The bustling port of Busan is a major asset to South Korea's dynamic economy.
But when Australian missionary Joseph Davies arrived there 120 years ago, Busan had another reputation as the "wilderness of the gospel."
Davies was an accomplished educator and founder of the Caulfield Grammar School in Melbourne, when he felt called to take the gospel to Korea. Tragically, Davies died the day after arriving in Busan.
He was the victim of a deadly disease contracted during his three-week walk to the city.
But Davies' sacrifice was not in vain. It inspired the arrival of another 126 Australian missionaries.
"They said, 'This means we must give ourselves even more completely to preach the gospel to the Koreans,'" Ian Broward, with the Melbourne Seminary, said.
One of the new missionaries, Pastor Noble Mackenzie, built a medical facility to care for lepers. Mackenzie eventually received a government citation for his humanitarian work.

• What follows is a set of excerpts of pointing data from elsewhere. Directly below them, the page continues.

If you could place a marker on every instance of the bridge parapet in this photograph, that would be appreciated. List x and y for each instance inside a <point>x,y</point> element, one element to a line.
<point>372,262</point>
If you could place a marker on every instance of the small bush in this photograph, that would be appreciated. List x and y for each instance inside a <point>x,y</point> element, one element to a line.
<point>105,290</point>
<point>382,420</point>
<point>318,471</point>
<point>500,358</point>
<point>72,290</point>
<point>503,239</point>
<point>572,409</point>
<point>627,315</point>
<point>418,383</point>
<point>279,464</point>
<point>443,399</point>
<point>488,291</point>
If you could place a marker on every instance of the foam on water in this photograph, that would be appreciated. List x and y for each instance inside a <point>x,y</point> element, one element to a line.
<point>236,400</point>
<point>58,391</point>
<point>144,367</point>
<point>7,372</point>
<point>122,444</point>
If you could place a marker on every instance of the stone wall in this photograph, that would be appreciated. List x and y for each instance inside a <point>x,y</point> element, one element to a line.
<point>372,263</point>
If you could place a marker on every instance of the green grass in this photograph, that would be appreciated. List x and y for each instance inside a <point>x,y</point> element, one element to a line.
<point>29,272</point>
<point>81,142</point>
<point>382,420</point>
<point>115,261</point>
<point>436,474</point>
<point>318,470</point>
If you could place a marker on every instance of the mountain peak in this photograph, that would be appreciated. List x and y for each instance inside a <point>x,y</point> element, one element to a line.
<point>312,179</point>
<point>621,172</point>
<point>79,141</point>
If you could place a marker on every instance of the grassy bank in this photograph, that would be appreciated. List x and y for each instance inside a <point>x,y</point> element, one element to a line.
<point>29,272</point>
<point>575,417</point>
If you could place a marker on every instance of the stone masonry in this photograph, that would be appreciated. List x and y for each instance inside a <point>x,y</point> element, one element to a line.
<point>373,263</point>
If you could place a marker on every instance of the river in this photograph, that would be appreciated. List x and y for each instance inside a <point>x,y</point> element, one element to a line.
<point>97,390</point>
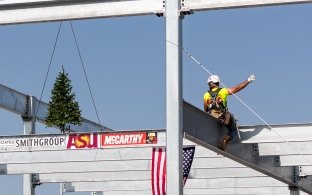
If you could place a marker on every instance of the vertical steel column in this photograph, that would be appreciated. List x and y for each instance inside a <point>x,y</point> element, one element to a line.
<point>174,110</point>
<point>29,128</point>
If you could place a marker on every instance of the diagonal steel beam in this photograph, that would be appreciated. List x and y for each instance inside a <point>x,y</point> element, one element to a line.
<point>207,131</point>
<point>21,104</point>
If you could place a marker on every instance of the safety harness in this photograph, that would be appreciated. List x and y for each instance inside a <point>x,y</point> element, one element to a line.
<point>213,101</point>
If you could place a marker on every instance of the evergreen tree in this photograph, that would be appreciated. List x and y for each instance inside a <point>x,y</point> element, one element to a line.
<point>63,109</point>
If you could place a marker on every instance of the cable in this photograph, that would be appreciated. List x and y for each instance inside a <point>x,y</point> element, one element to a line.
<point>85,73</point>
<point>51,58</point>
<point>267,124</point>
<point>200,64</point>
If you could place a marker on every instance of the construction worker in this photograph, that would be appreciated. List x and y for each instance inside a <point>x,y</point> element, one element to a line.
<point>215,104</point>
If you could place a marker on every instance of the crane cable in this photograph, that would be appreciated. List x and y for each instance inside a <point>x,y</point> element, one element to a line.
<point>51,58</point>
<point>82,64</point>
<point>266,123</point>
<point>85,73</point>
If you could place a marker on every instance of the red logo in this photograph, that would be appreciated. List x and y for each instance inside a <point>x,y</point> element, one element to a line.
<point>82,141</point>
<point>128,138</point>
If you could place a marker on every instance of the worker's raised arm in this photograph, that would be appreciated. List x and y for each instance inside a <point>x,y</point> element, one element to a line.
<point>241,86</point>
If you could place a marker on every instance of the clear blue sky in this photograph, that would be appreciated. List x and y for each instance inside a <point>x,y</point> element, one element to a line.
<point>125,63</point>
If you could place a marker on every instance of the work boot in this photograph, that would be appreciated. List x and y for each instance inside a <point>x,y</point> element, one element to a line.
<point>225,142</point>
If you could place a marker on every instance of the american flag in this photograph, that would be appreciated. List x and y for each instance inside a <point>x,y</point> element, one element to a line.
<point>159,168</point>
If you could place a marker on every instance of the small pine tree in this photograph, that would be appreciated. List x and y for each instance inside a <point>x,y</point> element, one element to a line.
<point>63,109</point>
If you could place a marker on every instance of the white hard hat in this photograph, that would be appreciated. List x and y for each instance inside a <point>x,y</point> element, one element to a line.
<point>214,79</point>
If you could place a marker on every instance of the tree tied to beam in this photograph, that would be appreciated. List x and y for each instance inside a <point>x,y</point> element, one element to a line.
<point>63,109</point>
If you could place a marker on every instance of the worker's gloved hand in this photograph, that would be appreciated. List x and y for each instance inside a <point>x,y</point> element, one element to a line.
<point>208,101</point>
<point>251,78</point>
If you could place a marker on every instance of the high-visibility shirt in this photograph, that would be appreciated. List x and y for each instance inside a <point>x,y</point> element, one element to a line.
<point>223,93</point>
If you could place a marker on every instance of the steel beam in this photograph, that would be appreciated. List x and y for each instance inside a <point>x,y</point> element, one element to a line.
<point>224,191</point>
<point>143,185</point>
<point>202,5</point>
<point>14,12</point>
<point>277,134</point>
<point>207,131</point>
<point>174,180</point>
<point>29,128</point>
<point>287,148</point>
<point>26,11</point>
<point>18,103</point>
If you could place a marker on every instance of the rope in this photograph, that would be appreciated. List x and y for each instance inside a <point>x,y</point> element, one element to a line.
<point>51,58</point>
<point>267,124</point>
<point>200,64</point>
<point>85,73</point>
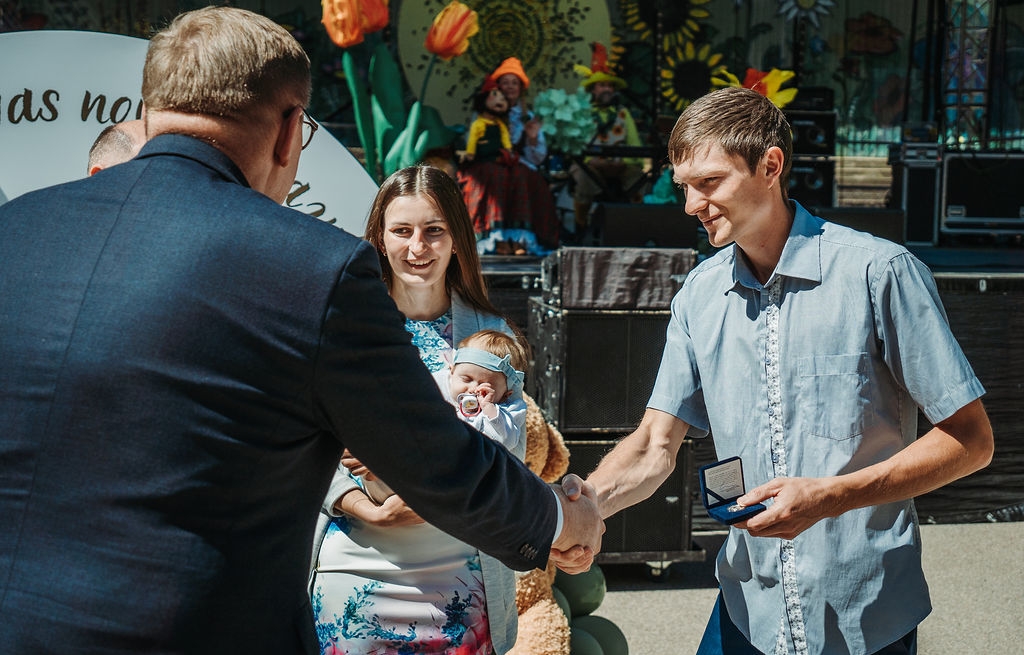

Two of his daughters later founded the Ilsin Christian Hospital in Busan.
"The lepers at that time had to leave their homes. but after there was Sangaewon and they were able to be treated in the hospital, the patients were so thankful," Sangaewon patient Seon-Geun Kim recalled.
Another Australian couple, Pastor McCrae and his wife, founded kindergartens and elementary schools in three cities of the region. Missionary Gelson Engel pastored two churches and taught full time at the Pyeongyang seminary.
In the 120th years since Joseph Davies walked into Busan, Korea's Christian population has grown to 15 million.
And many Koreans are hearing for the first time about the Australians who, along with British and American missionaries, brought them the gospel over a century ago.
--Originally aired December 2, 2011.